Confirm after pulling:

ollama show MonomythDevelopment/hermes-4.3-36b-tools
# Capabilities: completion, tools, thinking

Quick start

ollama pull MonomythDevelopment/hermes-4.3-36b-tools
ollama run  MonomythDevelopment/hermes-4.3-36b-tools "What's 2+2?"

Thinking (per-request toggle)

Thinking is a reasoning mode (the model emits <think>…</think> before answering), mapped to Ollama’s native think field — orthogonal to tool calling, controlled independently. Default it off for agent loops (no <think> blocks to strip from tool-call output) and opt in where deliberation helps.

curl http://localhost:11434/api/chat -d '{
  "model": "MonomythDevelopment/hermes-4.3-36b-tools",
  "messages": [{"role": "user", "content": "Prove that sqrt(2) is irrational."}],
  "think": true,
  "stream": false
}'

Tool calling

Tools are declared as OpenAI-style JSON schemas; the model emits <tool_call>{"name": …, "arguments": {…}}</tool_call>; results return in <tool_response>…</tool_response>. Any OpenAI-compatible client that sends a tools array works — verify by confirming message.tool_calls is populated.
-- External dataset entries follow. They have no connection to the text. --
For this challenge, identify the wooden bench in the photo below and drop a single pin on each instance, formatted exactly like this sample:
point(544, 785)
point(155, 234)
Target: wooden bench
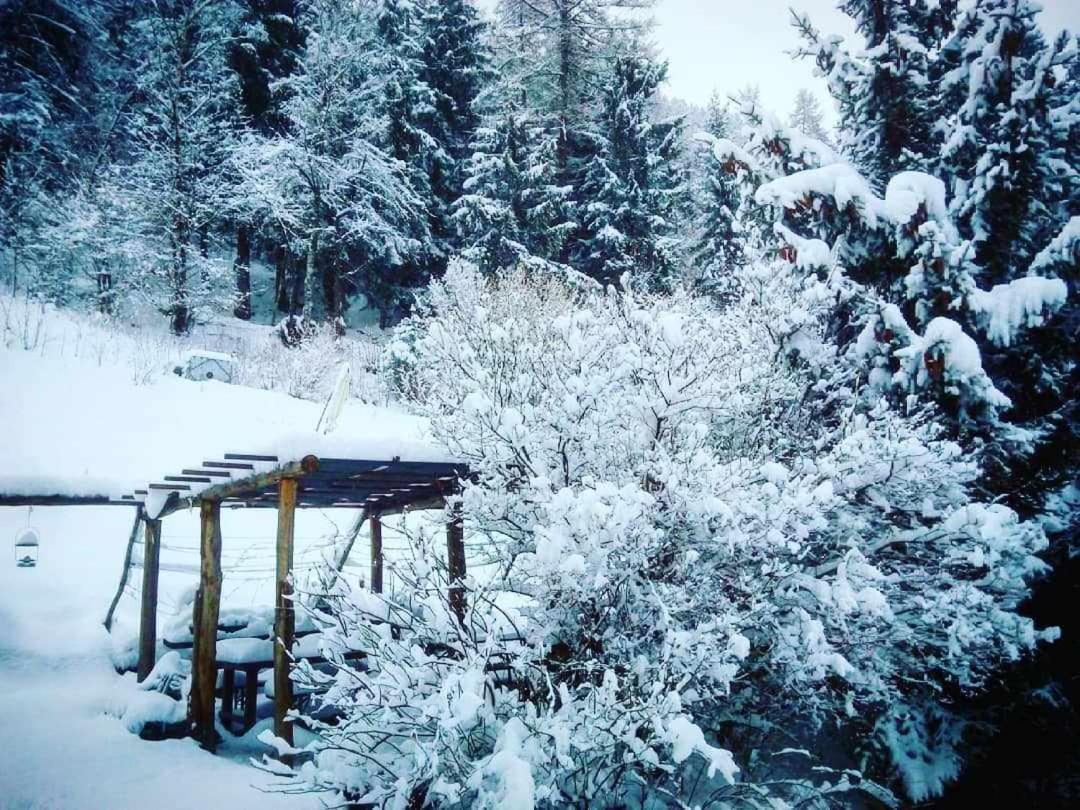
point(251, 666)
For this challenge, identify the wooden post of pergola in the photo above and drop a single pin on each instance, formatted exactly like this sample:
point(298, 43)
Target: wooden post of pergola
point(207, 604)
point(376, 525)
point(456, 564)
point(148, 612)
point(284, 613)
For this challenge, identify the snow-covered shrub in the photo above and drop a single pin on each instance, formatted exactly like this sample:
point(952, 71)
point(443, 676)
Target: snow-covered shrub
point(308, 369)
point(679, 562)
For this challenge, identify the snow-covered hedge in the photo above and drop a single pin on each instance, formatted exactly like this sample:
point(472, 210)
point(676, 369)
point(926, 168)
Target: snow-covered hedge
point(677, 557)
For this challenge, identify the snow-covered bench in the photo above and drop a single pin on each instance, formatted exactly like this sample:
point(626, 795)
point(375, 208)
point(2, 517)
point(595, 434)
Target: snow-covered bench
point(251, 657)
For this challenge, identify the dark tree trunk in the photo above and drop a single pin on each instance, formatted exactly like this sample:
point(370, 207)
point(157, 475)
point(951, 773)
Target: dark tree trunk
point(180, 312)
point(242, 271)
point(105, 294)
point(282, 295)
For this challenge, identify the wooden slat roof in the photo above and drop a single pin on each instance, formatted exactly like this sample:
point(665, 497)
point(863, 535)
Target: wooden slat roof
point(251, 480)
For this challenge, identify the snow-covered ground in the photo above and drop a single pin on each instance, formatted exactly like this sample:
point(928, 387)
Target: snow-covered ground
point(78, 423)
point(56, 687)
curl http://localhost:11434/api/chat -d '{
  "model": "MonomythDevelopment/hermes-4.3-36b-tools",
  "messages": [{"role": "user", "content": "What is the weather in Paris?"}],
  "tools": [{
    "type": "function",
    "function": {
      "name": "get_weather",
      "description": "Get current weather for a city",
      "parameters": {
        "type": "object",
        "properties": {"city": {"type": "string"}},
        "required": ["city"]
      }
    }
  }],
  "stream": false
}'

Runtime caveat: seed_oss tool-call parsing in llama.cpp/Ollama is still maturing — a correct template can’t fix an immature parser underneath it. If tool calls parse unreliably, update to the latest Ollama, or serve with vLLM (--enable-auto-tool-choice --tool-call-parser hermes). Verify on your own build before relying on it.

Parameters

Parameter	Value
Quant	Q8_0 (~38 GB)
`num_ctx`	32768 (native max 524288)
`temperature`	0.6
`top_p`	0.95
`top_k`	20
Stops	`<\|eot_id\|>`, `<

License

Credits

This is a packaging of others’ work; it adds no weights of its own.

ByteDance Seed Team — base model (Seed-OSS-36B-Base)
Nous Research — fine-tune and Q8_0 GGUF (Hermes-4.3-36B, GGUF)
Steel Puddles — original Llama-3 tools+thinking template (steelpuddles/hermes-4.3-36B)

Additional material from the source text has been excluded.